NL Conversation: Anand Patwardhan on the Centre’s apathy towards the poor, and the Ayodhya verdict

The filmmaker also explains why he thinks Gandhi and Ambedkar go hand in hand.

By NL Team

Published on :

In the latest episode of NL Conversations, Newslaundry’s Mehraj D Lone speaks to Anand Patwardhan, one of India’s most prominent filmmakers and the director of documentaries like Ram Ke Naam, War and Peace, and Reason.

Discussing the migrant worker crisis following the lockdown, Anand argues that the government is “incapable of feeling anything for the poor, anything for minorities, anything for people other than their own crony capitalist class.” He adds,“This has been their policy from day one, long before the coronavirus.”

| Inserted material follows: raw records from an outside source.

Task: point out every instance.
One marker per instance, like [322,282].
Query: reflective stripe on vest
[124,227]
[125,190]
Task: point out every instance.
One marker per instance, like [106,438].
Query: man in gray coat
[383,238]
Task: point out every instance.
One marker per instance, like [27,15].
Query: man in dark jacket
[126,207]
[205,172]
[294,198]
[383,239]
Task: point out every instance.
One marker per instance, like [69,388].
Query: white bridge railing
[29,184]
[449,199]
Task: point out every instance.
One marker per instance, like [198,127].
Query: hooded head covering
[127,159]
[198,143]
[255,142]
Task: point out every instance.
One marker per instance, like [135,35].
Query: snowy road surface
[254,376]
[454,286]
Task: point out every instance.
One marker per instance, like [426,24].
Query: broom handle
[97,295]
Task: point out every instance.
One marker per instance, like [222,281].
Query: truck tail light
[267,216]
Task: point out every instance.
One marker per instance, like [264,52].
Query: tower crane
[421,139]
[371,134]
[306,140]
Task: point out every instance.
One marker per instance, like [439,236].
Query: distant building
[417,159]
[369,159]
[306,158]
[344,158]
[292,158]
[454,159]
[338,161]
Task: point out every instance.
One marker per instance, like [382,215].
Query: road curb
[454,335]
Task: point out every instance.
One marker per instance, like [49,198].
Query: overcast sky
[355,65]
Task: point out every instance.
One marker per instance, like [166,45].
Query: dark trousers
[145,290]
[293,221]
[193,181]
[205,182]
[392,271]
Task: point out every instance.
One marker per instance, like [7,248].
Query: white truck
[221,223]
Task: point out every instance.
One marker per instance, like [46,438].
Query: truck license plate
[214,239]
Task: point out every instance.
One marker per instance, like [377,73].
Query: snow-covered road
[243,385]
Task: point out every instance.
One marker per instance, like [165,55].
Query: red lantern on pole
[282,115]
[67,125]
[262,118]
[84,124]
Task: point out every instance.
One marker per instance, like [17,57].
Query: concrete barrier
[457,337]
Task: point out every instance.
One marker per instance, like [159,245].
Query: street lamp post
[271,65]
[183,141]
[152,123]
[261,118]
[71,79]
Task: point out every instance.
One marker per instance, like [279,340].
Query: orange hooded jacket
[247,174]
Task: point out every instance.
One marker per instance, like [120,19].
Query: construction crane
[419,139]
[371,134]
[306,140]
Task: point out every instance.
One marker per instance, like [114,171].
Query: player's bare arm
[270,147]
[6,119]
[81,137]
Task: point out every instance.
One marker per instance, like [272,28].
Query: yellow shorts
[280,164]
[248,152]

Anand is particularly impassioned in his criticism of the Babri Masjid judgement, suggesting that the Supreme Court “rewarded the people who demolished the Babri Mosque. When there is still a case going on about the demolition of the mosque, we know who the guilty are because they have said so themselves; they have hardly been reticent about the fact that they demolished the mosque.” He also discusses the historical context of the dispute, referring to a lesser-known pre-independence narrative of the site.

Defending his conception of Mahatma Gandhi and Balasahab Ambedkar as “liberation theologists”, Anand suggests that recent criticism of Gandhi is ahistorical, especially with regards to the latter’s views on caste. He points out Gandhi’s campaigns against untouchability and his consistent advocacy of inter-caste marriages. He concludes, “Both Ambedkar and Gandhi were so important because both had to go hand in hand. One changing the law and the other changing hearts.”